Corée du Sud en 1 mois : l'itinéraire slow travel pour 2026
Saviez-vous que la Corée du Sud accueille chaque année plus de 17 millions de visiteurs étrangers, dont la grande majorité ne reste que 7 à 10 jours ? C'est précisément cette course contre la montre que le slow travel cherche à éviter. Avec un mois entier devant vous, vous avez la chance rare de dépasser les façades Instagram de Séoul et de vous laisser véritablement absorber par un pays dont la profondeur culturelle rivalise sans peine avec celle du Japon ou de la Chine.
Un voyage long en Corée du Sud, c'est l'occasion de comprendre pourquoi les Coréens distinguent si finement le nunchi, cette capacité à lire l'atmosphère d'une pièce, de l'impolitesse ordinaire. C'est apprendre à ralentir dans un pays réputé pour sa frénésie. C'est, en somme, voyager à la manière d'un lecteur de Montaigne plutôt qu'à celle d'un touriste armé d'un guide Michelin étoilé.
Semaines 1 et 2 : s'installer dans Séoul sans la dévorer

La première erreur du voyageur pressé est de vouloir « faire » Séoul en trois jours. Avec deux semaines, vous pouvez enfin vous permettre de ne pas cocher des cases. Installez-vous dans un quartier résidentiel comme Mapo-gu ou Seongsu-dong plutôt que dans les ruelles touristiques d'Insadong. Louez un petit appartement via une plateforme locale : vous cuisinerez au marché de Mangwon le matin, vous vous perdrez dans les ruelles le soir.
Séoul quartier par quartier, sans se presser
Consacrez quatre ou cinq jours à Bukchon et Jongno, le coeur historique de la ville. Le palais Gyeongbokgung mérite deux visites : une en semaine quand la foule se fait rare, une un dimanche pour observer les familles coréennes en hanbok qui se photographient avec la même fierté que les Parisiens lors du 14 juillet. Gyeonghuigung, bien moins fréquenté, vous offrira une solitude quasi médiévale à vingt minutes à pied.

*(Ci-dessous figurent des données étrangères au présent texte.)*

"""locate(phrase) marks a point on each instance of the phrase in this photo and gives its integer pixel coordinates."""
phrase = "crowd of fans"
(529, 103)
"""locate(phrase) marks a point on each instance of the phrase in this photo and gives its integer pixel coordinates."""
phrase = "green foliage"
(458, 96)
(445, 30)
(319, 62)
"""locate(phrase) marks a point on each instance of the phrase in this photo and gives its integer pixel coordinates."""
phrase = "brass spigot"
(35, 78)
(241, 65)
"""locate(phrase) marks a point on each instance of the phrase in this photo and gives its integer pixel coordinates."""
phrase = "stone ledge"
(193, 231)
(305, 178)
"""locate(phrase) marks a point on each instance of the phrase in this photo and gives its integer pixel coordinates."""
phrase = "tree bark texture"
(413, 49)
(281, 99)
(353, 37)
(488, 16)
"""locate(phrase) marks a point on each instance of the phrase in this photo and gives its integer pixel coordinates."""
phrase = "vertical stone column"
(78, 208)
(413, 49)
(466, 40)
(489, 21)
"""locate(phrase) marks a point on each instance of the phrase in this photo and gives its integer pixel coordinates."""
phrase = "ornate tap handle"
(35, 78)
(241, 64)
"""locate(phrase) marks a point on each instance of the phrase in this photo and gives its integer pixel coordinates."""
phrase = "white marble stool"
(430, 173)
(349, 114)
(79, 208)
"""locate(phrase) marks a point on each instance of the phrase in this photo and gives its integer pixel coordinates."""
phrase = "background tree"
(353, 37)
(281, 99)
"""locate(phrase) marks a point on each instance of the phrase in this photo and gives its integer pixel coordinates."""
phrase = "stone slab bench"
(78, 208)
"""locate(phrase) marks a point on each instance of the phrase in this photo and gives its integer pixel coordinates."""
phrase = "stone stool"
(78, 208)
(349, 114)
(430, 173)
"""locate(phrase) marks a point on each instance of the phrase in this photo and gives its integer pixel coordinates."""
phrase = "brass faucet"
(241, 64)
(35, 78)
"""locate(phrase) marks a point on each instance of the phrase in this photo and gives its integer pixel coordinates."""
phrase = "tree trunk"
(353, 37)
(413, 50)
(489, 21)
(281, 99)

Réservez ensuite plusieurs jours à Hongdae et Yeonnam-dong pour saisir l'énergie de la jeunesse coréenne, puis descendez vers Gangnam non pas pour la chanson de Psy, mais pour comprendre comment la Corée a construit en deux générations l'une des économies les plus innovantes au monde. Le musée d'art contemporain MMCA de Seoul complète parfaitement cette immersion dans la modernité coréenne.
Les journées à ne pas planifier
Dans un voyage d'un mois en Corée du Sud, les meilleures journées sont souvent celles que vous n'avez pas prévues. Un café découvert par hasard dans Ikseon-dong, une conversation avec un étudiant en architecture à la bibliothèque de Dongdaemun Design Plaza, une randonnée spontanée sur le mont Inwangsan depuis lequel Séoul s'étend comme une maquette géante : voilà ce que le slow travel rend possible.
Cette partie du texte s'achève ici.